I didn’t want it, you wanted it.
Now you’ve got it you don’t like it.
You can’t get out of it now.

Pork and beans, diapers to wash,
Too poor for the movies, too tired to love,
There’s nothing we can do.

Hot stenographers on the subway.
The grocery boy’s got a big one.
We can’t do anything about it.

You’re only young once.
You’ve got to go when your time comes.
That’s how it is. Nobody can change it.

Guys in big cars whistle.
Freight trains moan in the night.
We can’t get away with it.

That’s the way life is.
Everybody’s in the same fix.
It will never be any different.

 

 

 

“The Hostility of Life Outdoors”

Gustave Moreau’s “Triumph of Alexander the Great”

This poem by the Chilean writer Roberto Bolaño is based on the above painting. I thought it was interesting to match a poem with a painting, especially when the poet is as interesting a writer as Bolaño.

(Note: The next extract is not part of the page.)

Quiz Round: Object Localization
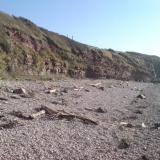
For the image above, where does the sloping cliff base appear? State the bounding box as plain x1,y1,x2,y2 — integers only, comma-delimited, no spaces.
0,80,160,160
0,12,160,81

The title of this poem is “The Outsider Ape.”

Remember the Triumph of Alexander the Great, by Gustave Moreau?
The beauty and terror, the crystal moment when
all breathing stops. But you wouldn’t stand still under that dome
in dim shadows, under that dome lit by ferocious
rays of harmony. And it didn’t take your breath away.
You walked like a tireless ape among the gods,
For you knew—or maybe not—that the Triumph was unfurling
its weapons inside Plato’s cavern: images,
shadows without substance, sovereignty of emptiness. You wanted
to reach the tree and the bird, the leftovers
from a humble backyard fiesta, the desert land
watered with blood, the scene of the crime where
statues of photographers and police are grazing, and the hostility of life
outdoors. Ah, the hostility of life outdoors!

 

“Because I Could Not Stop for Death”

Emily Dickinson (1830-1886), One of America’s Greatest Poets

It has been a while since I’ve presented a poem by Emily Dickinson. Along with Robert Frost and Walt Whitman, she is one of the greatest poets our country has ever produced. This one is called “Because I Could Not Stop for Death.”

Because I could not stop for Death –
He kindly stopped for me –
The Carriage held but just Ourselves –
And Immortality.

We slowly drove – He knew no haste
And I had put away
My labor and my leisure too,
For His Civility –

We passed the School, where Children strove
At Recess – in the Ring –
We passed the Fields of Gazing Grain –
We passed the Setting Sun –

Or rather – He passed us –
The Dews drew quivering and chill –
For only Gossamer, my Gown –
My Tippet – only Tulle –

We paused before a House that seemed
A Swelling of the Ground –
The Roof was scarcely visible –
The Cornice – in the Ground –

Since then – ‘tis Centuries – and yet
Feels shorter than the Day
I first surmised the Horses’ Heads
Were toward Eternity –

A tippet is a narrow piece of cloth worn over the shoulders, and tulle is a kind of netting, which could be made from any of several fibers.

“This Be the Verse”

Is This Why the Poet Never Married?

I can’t believe that I’ve ignored Philip Larkin’s poetry for so long. I guess that’s what happens when you have too many damned books. This is one of my favorites by Larkin. It’s called:

This Be the Verse

They fuck you up, your mum and dad.
They may not mean to, but they do.
They fill you with the faults they had
And add some extra, just for you.

But they were fucked up in their turn
By fools in old-style hats and coats,
Who half the time were soppy-stern
And half at one another’s throats.

Man hands on misery to man.
It deepens like a coastal shelf.
Get out as early as you can,
And don’t have any kids yourself.

Apparently, the poet took these words to heart, as he never married or had children.